After finding the archival reference in the LAC's Soldiers of the First World War - CEF database, I selected the Copies and Reproductions link from near the top of the LAC homepage. The next page has a link to Online Order Form for Photocopies and Reproductions, and also a link to Price List and Service Standards from which I found that as a Senior I`d be charged 30c per page rather than 40c for standard service, order processed within 30 (calendar or working?) days  of receipt.

On the order form I had to respond to three bureaucratic items, then moved on to specify the material I wanted copied.

Asked to specify the reproduction format desired I found out through a phone call you don't ask for`a |"digital copy" which would seem to be the obvious choice, but a "photo copy or PDF." Then, on the following page where you enter the archival reference for the material needed, you specify "PDF - URL (an URL address will be provided to you once the order is completed)." There appears to be no specification of the resolution (dpi) of the pdf images supplied.

Under "prices and service standards/special instructions," I noted I qualified for the Seniors price, and confirmed that was the way to do it in a phone call.

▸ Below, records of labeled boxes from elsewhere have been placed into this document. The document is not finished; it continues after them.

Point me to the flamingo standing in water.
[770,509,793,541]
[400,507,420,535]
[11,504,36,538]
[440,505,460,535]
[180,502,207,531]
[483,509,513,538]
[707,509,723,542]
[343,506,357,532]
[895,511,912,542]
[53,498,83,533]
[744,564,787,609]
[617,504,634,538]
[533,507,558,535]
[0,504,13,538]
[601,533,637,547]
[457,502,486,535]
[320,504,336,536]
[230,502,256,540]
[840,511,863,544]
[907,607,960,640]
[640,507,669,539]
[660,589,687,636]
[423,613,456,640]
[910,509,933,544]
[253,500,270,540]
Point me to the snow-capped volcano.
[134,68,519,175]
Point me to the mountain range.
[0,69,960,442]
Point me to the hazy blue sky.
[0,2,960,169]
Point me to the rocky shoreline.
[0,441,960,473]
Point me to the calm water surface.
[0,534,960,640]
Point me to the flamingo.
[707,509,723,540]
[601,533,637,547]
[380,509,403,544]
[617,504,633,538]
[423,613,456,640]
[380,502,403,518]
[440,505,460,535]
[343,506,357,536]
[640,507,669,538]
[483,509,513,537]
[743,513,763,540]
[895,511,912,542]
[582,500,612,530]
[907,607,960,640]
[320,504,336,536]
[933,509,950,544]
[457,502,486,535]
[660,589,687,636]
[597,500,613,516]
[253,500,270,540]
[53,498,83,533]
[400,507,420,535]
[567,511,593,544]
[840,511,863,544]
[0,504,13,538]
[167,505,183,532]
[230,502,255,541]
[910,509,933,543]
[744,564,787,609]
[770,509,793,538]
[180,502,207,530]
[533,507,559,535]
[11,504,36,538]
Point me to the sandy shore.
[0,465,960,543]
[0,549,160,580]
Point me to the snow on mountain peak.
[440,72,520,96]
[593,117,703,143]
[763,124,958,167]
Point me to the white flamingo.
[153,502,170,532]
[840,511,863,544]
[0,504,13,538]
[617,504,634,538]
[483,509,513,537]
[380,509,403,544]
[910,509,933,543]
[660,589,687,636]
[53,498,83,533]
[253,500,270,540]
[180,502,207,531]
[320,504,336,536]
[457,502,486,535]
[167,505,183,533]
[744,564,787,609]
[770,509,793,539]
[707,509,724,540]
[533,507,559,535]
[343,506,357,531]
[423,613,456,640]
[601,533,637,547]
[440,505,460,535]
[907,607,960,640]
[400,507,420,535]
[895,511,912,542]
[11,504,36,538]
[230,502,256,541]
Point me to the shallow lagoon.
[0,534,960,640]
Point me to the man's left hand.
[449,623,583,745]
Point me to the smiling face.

Apparently I will be asked to provide an image of a drivers license or other suitable document showing my age in order to qualify, something I should only have to do once.

The next step was to enter credit card information, which I noticed was on the secure (https://) website. I was slightly hesitant to do this as there is no indication of how much it will cost. The helpful person on the phone inform me that the typical WW1 service file is 40 - 75 pages, so upward of $13.50, plus tax at the Senior rate.

I received a prompt automated confirmation of receipt of the order on December 2nd. I'll be interested to see whether the holiday period helps clarify whether it's 30 calendar or working days.

With the exception of the items noted above the ordering process went smoothly. Although the cost is higher than I would pay if I went to LAC taking into account the time it would take just for travel, at minimum wage, means I'm coming out ahead - as long as the need is not time critical.

For those outside Ottawa the benefit is clearly greater. The service is tangible progress toward the LAC goal of making their service more equitably available across Canada. I hope others use it, and provide feedback to LAC.

LAC management should evaluate the cost of this service after they have some experience with it. The per page cost of digital copying is perhaps a couple of cents. There is no toner or paper cost as with hard copy. Retrieving the material, and the administrative overhead, don't depend on the number of pages copied so it would seem fairer to charge a set-up fee plus a low per image fee.

1 comment:

M.C. Moran said...

Thanks for posting this information. I really like the idea of online delivery, and will certainly try this service.